Thailand Kendalikan 2 Kasus Cacar Monyet di Penjara, 49 Orang Diawasi

>Dua kasus Mpox baru telah dikonfirmasi di antara kontak dekat setelah penyelidikan atas kematian baru-baru ini di sebuah penjara.

>Sebanyak 49 kontak berisiko tinggi, termasuk narapidana dan relawan kesehatan, telah ditempatkan di bawah periode isolasi dan observasi selama 21 hari.

>Pihak berwenang telah menerapkan langkah-langkah penahanan yang ketat, termasuk mempercepat vaksinasi untuk kelompok berisiko tinggi dan membatasi wabah ke satu zona.

>Departemen Pengendalian Penyakit telah menegaskan bahwa situasi saat ini terkendali di dalam penjara dan sedang dikelola secara sistematis.

Bangkok, Suarathailand- Departemen Pengendalian Penyakit (DDC), bekerja sama dengan Departemen Pemasyarakatan, mengunjungi sebuah penjara untuk menyelidiki wabah Mpox setelah dilaporkan adanya kematian.

Baru-baru ini, dua kontak dekat tambahan dinyatakan positif.

Pihak berwenang mempercepat vaksinasi untuk kelompok berisiko tinggi dan telah menerapkan langkah-langkah pengendalian ketat selama 21 hari, yang menegaskan bahwa situasi tetap terkendali.

Memantau Situasi Mpox di Penjara Secara Ketat; Kasus Baru Ditemukan

Dr.
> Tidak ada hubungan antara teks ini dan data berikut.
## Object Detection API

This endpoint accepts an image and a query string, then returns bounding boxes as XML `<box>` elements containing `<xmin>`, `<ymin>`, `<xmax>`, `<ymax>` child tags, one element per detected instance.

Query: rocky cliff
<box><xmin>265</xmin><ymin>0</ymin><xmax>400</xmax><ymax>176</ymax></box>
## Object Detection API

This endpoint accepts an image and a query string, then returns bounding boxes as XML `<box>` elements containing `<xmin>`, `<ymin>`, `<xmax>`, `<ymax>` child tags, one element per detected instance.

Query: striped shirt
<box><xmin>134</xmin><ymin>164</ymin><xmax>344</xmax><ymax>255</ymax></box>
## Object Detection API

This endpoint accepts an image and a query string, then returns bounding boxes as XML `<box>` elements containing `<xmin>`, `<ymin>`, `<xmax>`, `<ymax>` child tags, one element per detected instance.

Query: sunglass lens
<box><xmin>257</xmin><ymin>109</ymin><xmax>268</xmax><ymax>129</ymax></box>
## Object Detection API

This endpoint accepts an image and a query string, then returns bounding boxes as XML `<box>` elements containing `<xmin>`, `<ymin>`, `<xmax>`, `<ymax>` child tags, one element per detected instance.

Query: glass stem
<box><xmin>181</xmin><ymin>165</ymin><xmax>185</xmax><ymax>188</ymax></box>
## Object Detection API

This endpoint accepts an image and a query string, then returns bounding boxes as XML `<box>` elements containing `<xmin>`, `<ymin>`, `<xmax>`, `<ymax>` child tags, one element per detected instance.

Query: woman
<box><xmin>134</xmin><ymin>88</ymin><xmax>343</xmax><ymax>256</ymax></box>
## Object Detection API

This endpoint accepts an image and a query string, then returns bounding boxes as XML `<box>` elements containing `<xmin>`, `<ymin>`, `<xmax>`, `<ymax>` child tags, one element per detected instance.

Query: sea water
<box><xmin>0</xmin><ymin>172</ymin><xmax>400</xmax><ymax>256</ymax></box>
Montien Kanasawat, Direktur Jenderal DDC, mengungkapkan pada hari Rabu (18 Februari) perkembangan investigasi mendalam terhadap wabah Mpox di penjara.

Investigasi tersebut mengidentifikasi total 49 kontak berisiko tinggi, terdiri dari narapidana dan Relawan Kesehatan Penjara (PHV) yang merawat pasien yang meninggal selama masa isolasi.
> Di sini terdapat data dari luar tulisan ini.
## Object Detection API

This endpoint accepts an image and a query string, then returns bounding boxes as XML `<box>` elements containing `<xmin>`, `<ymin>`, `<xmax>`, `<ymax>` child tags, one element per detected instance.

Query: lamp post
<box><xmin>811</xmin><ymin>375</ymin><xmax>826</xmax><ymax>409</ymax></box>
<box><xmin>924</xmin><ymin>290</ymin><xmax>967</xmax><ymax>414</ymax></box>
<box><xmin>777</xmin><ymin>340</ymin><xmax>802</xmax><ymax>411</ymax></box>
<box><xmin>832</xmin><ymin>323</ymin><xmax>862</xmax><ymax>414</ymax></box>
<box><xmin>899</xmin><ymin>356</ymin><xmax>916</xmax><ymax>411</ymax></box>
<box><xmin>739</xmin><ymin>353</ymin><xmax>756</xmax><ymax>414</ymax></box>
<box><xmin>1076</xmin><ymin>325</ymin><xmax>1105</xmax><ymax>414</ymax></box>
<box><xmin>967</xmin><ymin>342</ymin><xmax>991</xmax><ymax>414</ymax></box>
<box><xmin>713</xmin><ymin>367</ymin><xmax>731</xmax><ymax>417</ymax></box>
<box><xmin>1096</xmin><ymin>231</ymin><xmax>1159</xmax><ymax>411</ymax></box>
Hasil tes laboratorium mengkonfirmasi keberadaan virus Mpox pada 2 kontak dekat tambahan, dengan rincian sebagai berikut:

Kelompok Terinfeksi: Relawan Kesehatan Penjara.

Gejala: Ringan; umumnya dalam keadaan sehat dengan ruam pustular ringan.
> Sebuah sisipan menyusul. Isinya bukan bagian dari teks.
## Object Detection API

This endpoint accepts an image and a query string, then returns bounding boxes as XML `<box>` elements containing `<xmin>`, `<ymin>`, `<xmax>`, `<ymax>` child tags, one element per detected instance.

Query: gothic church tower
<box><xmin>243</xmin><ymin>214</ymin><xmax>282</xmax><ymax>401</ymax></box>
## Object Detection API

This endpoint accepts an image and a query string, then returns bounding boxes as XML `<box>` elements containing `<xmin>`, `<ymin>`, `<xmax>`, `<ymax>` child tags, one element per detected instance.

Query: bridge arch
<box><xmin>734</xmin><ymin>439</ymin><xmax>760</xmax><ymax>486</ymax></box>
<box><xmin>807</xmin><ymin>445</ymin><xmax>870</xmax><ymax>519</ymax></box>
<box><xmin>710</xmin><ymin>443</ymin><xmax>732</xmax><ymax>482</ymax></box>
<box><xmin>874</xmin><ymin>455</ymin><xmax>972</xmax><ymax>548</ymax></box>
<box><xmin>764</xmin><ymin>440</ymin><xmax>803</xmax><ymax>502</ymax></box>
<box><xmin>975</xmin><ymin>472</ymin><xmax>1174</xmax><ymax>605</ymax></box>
Perawatan: Dirawat di Lembaga Pemasyarakatan Medis.

Kontak Lain: Saat ini menjalani masa isolasi dan observasi selama 21 hari sesuai dengan langkah-langkah pengendalian penyakit.


Tindakan Ketat oleh Departemen Pemasyarakatan

Letkol Polisi Prawut Wongsinin, Direktur Jenderal Departemen Pemasyarakatan, menyatakan bahwa tindakan pencegahan di dalam penjara telah ditingkatkan secara ketat untuk mencegah penyebaran ke zona lain, sebagai berikut:

Pembatasan Area: Saat ini, pasien hanya ditemukan di Zona 6. Tidak ada penyebaran ke zona lain yang terdeteksi.

Pemeriksaan: Pemeriksaan kesehatan untuk kelompok berisiko tinggi dilakukan dua kali sehari.

Penyesuaian Kunjungan: Kunjungan tatap muka telah diubah menjadi sistem komunikasi jarak jauh (online).

Kebersihan: Pembersihan terus-menerus pada titik-titik sentuh dan tempat tinggal dilakukan, meskipun pengujian lingkungan di 10 lokasi utama tidak mendeteksi adanya materi genetik virus.

Dukungan Vaksin dan Obat TPOXX untuk Kasus Berat
Dr. Niti Haetanurak, Wakil Direktur Jenderal DDC, menambahkan mengenai dukungan kesehatan masyarakat bahwa vaksin Mpox telah didistribusikan kepada kelompok berisiko tinggi dan tenaga medis:

Vaksinasi: 21 narapidana dan 24 tenaga medis (tidak ada efek samping yang dilaporkan).

Pengobatan: Persiapan untuk mendukung pengobatan Tecovirimat (TPOXX) untuk pasien dengan imunodefisiensi atau gejala berat.

Pemantauan Pasca-Pembebasan: Untuk narapidana berisiko tinggi yang telah dibebaskan, koordinasi dengan Kantor Kesehatan Masyarakat Provinsi (PPHO) tujuan telah dilakukan untuk pengawasan berkelanjutan.

Ringkasan Situasi: DDC menegaskan bahwa situasi Mpox saat ini di penjara "masih terkendali," dapat dikelola secara sistematis, dan melibatkan kerja sama terpadu dari semua sektor untuk mencegah penyebaran virus ke luar.